Now understand this, in no way are we condemning sexual relations between couples. Our emphasis is on finding what more connects you to your partner than just sex. So, aside from sex, let’s look at some other fundamentals in a relationship.
More Fundamentals in a Relationship
1. Healthy Communication
Communication in a relationship is a spectrum that can be explored in many ways. Talking dirty with or to your partner is, of course, a significant turn on, but also in-depth, informative communication is something of deep essence.
Having a healthy communication pattern with your partner forms the backbone of your relationship. It means you are coming together as one and talking about critical ideas to strengthen your bond further.
Other than that, general communication between two intimate people helps them clearly understand each other’s strengths and weaknesses. With this information, you two can smoothly and productively work on your differences.
It’s worth saying that healthy communication in any relationship is more important than sex. As humans, we don’t mind readers; therefore, being honest and entirely open to the one you love something special. You’ll be able to share needs and desires and always be up to par with everything mindful concerning your partner.
2. Trust and Loyalty
Trust is another fundamental determinant of a healthy relationship. You can have all the sex in the world, but do you trust each other? There is a need to trust your partner. Intimacy isn’t just about physicality. Trusting each other gives you both the confidence to fully pursue this love journey together.
Trusting that you have each other’s best interests at heart raises the loyalty matter. Trust and loyalty go hand in hand. If you are loyal to your partner, then you trust that they are also loyal to you. Being partners means that you are willing to come together and stand by one another. If one of you is caught in a rather challenging situation, you should always be there to help.
It’s more than just sleeping together; it’s having each other’s back at all times.
3. Embrace Each Other’s Imperfections
As much as you may refer to your other half as your everything, it isn’t always like that. We are all humans, and each of us has our shortcomings. How do you go about this issue of realizing that your partner can’t give you everything your desire? You employ understanding.
Loving someone means you’ve taken them in as they are. And in relationships, there is only so much one person can do. It’s unreasonable to rely on your partner to help you with some matters entirely. He/she should support you in any way possible, but some issues call for a different circle.

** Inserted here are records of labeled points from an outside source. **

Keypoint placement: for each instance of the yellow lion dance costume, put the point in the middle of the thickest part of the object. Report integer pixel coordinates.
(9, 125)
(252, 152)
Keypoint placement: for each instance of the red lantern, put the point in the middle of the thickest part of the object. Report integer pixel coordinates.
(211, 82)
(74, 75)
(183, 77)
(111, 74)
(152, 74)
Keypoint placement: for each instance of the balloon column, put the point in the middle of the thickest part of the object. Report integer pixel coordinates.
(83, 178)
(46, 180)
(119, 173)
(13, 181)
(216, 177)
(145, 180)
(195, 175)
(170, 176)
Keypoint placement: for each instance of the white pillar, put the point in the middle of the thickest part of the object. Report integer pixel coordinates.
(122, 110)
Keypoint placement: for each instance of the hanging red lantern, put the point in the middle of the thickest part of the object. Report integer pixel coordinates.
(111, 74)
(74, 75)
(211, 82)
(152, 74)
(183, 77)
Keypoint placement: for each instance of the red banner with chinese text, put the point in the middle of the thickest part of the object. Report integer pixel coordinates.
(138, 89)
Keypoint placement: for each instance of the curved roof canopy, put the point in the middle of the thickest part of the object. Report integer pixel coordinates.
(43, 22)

Therefore, you shouldn’t let desperation direct your bond. Instead, focus on compatibility, and you’ll have a good experience in your relationship.
4. Ensure there are More Positive Interactions
A healthy relationship between two people is sustained by positive interactions between them as opposed to a lot of negative interactions. Partners in a relationship should therefore strive to work hard and create positive interaction with their partners. When a relationship has more positive interactions, you tend to feel satisfaction and are happy.

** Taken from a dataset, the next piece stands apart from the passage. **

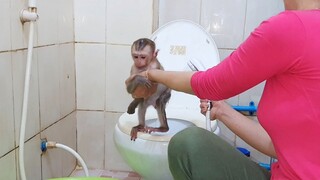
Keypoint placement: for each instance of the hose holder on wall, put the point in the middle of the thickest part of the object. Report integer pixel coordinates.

When negative energy between partners is encouraged to thrive in a relationship, it will eventually take a toll on them to the detriment of what they have going. This is something that each person intentionally purposes to achieve for the sake of their relationship.
Where Do Couples Go Wrong?
In this context, most couples end up prioritizing sex. This, in many instances, has proven to be very dangerous and dividing. Creating a balance between both of you is something very essential.

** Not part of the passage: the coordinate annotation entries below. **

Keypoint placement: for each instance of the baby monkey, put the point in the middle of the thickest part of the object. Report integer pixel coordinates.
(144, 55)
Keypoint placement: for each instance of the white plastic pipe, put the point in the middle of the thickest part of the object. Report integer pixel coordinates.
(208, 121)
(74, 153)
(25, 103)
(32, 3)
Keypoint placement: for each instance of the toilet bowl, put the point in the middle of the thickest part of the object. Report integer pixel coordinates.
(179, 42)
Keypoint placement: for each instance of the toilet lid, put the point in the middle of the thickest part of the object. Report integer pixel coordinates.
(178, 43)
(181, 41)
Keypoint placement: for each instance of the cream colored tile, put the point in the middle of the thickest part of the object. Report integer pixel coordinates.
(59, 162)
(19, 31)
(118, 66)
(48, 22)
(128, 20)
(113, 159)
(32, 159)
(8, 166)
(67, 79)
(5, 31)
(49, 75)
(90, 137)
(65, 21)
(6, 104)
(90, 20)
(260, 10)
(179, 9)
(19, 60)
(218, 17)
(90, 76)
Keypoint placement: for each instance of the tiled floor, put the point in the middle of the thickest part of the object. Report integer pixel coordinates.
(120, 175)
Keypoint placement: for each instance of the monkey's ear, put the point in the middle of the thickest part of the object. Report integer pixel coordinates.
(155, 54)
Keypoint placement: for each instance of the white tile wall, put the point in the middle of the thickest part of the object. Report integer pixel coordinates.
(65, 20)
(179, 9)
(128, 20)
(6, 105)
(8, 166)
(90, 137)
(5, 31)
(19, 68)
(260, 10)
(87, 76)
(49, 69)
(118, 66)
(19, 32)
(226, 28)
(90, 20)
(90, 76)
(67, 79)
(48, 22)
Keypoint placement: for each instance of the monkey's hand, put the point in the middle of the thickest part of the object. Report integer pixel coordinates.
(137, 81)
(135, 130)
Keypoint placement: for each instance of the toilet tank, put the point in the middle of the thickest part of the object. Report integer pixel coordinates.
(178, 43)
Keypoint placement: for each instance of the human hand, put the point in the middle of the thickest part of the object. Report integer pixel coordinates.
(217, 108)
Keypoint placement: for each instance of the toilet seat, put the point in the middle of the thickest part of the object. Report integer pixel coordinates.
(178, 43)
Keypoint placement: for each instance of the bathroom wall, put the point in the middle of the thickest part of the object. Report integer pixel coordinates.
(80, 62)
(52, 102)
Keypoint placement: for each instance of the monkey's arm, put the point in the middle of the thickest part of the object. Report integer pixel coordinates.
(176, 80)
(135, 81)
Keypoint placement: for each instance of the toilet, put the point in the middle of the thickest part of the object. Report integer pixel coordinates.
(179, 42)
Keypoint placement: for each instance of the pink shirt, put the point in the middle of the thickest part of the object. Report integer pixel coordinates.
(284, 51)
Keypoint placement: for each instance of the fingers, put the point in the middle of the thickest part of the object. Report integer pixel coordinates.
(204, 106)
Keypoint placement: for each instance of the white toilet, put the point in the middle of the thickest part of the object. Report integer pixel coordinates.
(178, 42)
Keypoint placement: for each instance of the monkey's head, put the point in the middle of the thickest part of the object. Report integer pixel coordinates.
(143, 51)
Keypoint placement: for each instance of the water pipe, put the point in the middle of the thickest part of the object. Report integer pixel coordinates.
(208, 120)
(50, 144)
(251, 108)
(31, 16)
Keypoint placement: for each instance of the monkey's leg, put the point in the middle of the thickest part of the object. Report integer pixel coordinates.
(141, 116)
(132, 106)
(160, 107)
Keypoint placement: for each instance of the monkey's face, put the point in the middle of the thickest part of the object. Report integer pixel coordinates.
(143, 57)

That’s why an emphasis must be put on understanding one another. There is a danger in placing sex first over everything else. Great communication channels should be encouraged in your relationship such that you understand each other’s worries and needs. What if your male counterpart suffers from Erectile Dysfunction? Will the relationship be able to hold?
In most cases, male partners feel the pressure to fully satisfy their women. Some, even with such a disorder, feel ashamed of coming out about it. Why? Because sex has been their only means of communication.
Erectile Dysfunction has been, for a long time, a significant contributor to many breakups and sometimes divorces. But this shouldn’t be the case. It’s possible to overcome ED when both partners are communicating appropriately and getting the right solutions.
There are non-invasive ways to treat it, such as GAINSwave or P-shots mentioned by Dr. Kate Kass. It’s a sensitive matter that needs to be handled by both parties. And if both the man and the woman can adhere to these directives, they would be in a healthy relationship.
We all want fun, and sex should be an additional spice to an all-round relationship. But it is essential that you take care of all the other aspects of your relationship as well.
Allow sex to be applicable when desired, but don’t let it be the backbone of your relationship. Interestingly, sex will feel much more fulfilling when you are able to take care of all the other positive aspects of your relationship.
Sexual satisfaction is mostly mental, and when you are settled emotionally, then you will have an amazing experience.